Dün akşam saatlerinde Milli Savunma Bakanı Hulusi Akar’ın İtalya ve İngiltere Savunma Bakanları ile Sicilya’da üçlü toplantı yaptığı duyuruldu. MSB’den yapılan açıklamada, “Sicilya Adası’ndaki Sigonella Askerî Havalimanında yetkililer tarafından karşılanan Bakan Akar’ın, Augusta Limanı’na geçtiği”, “ilk olarak İtalya Savunma Bakanı Guerini ile bir araya geldiği, daha sonra Türkiye, İngiltere ve İtalya Savunma Bakanları arasındaki üçlü görüşmeye katıldığı”, “gelişlerinde İngiltere Savunma Bakanı Ben Wallace tarafından karşılanan Akar ve Guerini’nin çekilen hatıra fotoğrafının ardından gemiye çıktığı”; “üçlü görüşmede, ülkeler arasında savunma ve güvenlik alanındaki ilişkilerle, bölgesel konularda görüş alışverişinde bulunulduğu”, “toplantının ardından Akar’ın, İngiltere Savunma Bakanı Wallace ile de ikili görüşme gerçekleştirdiği” anlatıldı.
Ayrıca, “Akar’ın, toplantıların ardından yaptığı değerlendirmede, görüşmelerin yapıcı ve olumlu geçtiğini belirterek, ‘Görüştüğümüz konularda karşılıklı anlayış birliği olduğunu büyük bir memnuniyetle müşahede etmiş bulunuyorum.’ dediği”, bu görüşmelerden sonra da Libya’ya gittiği belirtildi.
Öncelikle; üç bakanın buluştuğu gemi, İngiliz savaş gemisi HMS Queen Elizabeth’ti.
İkincisi; İtalya Savunma Bakanı Guerini, “NATO 2030 vizyonu üzerinde, genişletilmiş Akdeniz, Libya, Irak, Afganistan ve Kosova Gücü odaklı, ortak savunma ve uluslararası güvenlik konularında önemli bir görüşme yapıp, fikir alış verişinde bulunduklarını” bildirdi.
İngiliz Savunma Bakanı Wallace de, “Afganistan, Akdeniz güvenliği ve daha iyi üçlü işbirliğini içeren konuları görüşmek için HMS Queen Elizabeth güvertesinde İtalyan ve Türk mevkidaşlarım Lorenzo Guerini ve Hulusi Akar’a katılmak harika” dedi.
Buluşmayla ilgili olarak İngiltere Savunma Bakanlığı’ndan yapılan açıklamada ise, “İngiltere’nin tarihi konuşlandırmasının, mükemmel bir platformda sürdüğü” belirtilirken, özetle şu bilgiler paylaşıldı:
“Brüksel’deki NATO Zirvesi öncesinde yapılan ziyaret, Savunma Bakanı’na, iki İttifak üyesi ile üç ulusun küresel tehditlerle mücadele etmek ve Akdeniz’de bölgesel güvenliği korumak için hem doğrudan hem de NATO’nun bir parçası olarak nasıl birlikte çalışabileceğini tartışma fırsatı verdi.
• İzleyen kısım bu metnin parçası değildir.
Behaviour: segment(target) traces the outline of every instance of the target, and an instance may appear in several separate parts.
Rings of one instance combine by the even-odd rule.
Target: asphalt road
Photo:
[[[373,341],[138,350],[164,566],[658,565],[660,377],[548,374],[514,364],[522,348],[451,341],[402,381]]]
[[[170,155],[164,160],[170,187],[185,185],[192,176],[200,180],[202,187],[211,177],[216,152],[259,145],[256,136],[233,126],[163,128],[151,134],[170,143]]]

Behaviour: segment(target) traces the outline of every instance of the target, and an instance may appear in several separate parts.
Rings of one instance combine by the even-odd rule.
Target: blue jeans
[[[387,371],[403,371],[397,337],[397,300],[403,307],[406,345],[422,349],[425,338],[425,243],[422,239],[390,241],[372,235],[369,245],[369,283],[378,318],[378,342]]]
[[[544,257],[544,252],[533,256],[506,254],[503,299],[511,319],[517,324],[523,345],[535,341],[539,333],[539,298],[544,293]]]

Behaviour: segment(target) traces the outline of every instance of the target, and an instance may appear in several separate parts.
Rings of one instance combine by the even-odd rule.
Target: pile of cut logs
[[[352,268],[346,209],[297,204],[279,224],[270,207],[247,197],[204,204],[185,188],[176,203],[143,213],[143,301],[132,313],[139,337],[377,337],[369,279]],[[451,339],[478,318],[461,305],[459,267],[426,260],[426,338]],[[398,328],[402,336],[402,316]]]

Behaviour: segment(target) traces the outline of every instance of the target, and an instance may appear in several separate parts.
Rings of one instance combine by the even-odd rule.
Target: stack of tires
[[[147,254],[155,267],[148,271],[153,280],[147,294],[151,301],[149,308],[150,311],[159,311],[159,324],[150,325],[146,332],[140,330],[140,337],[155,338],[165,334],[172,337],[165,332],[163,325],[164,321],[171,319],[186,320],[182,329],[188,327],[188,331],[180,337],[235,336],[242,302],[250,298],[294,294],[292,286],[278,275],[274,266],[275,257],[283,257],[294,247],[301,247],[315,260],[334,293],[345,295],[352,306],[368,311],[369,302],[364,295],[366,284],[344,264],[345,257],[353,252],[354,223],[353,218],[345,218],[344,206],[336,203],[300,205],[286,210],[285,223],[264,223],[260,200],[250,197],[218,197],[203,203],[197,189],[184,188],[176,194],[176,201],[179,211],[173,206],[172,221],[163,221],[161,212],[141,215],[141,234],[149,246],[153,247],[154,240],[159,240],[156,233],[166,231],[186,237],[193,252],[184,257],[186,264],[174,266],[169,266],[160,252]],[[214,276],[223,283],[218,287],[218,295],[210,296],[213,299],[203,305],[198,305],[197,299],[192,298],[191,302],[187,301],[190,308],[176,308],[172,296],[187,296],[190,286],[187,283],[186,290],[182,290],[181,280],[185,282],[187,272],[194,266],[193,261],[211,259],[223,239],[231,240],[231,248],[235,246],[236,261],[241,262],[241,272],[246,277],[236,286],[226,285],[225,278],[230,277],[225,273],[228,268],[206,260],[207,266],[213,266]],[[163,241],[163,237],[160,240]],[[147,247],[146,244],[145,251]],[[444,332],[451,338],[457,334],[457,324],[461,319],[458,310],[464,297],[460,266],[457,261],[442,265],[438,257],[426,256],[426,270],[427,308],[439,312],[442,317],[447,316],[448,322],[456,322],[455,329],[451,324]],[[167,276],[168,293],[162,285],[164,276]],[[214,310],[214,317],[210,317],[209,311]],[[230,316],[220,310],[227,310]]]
Bay Wallace, yakın zamanda yayımlanmış olan ve güvenlik, savunma, dış ve kalkınma politikaları hakkındaki Bütünleşik Değerlendirme ile Birleşik Krallık’ın NATO İttifakına olan sarsılmaz taahhüdünden söz eden Savunma Komutanlığı Belgesi hakkında meslektaşlarını bilgilendirdi. Ayrıca, Libya’da barışı güvence altına almak gibi ortak zorluklarla mücadele konusunda İngiltere’nin, ortaklarla oynayacağı önde girişken ve işbirlikçi rolünü yineledi… Üç NATO Savunma Bakanı, Libya’nın kalıcı güvenlik, istikrar ve barışa ulaşmasına yardımcı olmak için birlikte nasıl çalışabileceklerini de tartıştı.”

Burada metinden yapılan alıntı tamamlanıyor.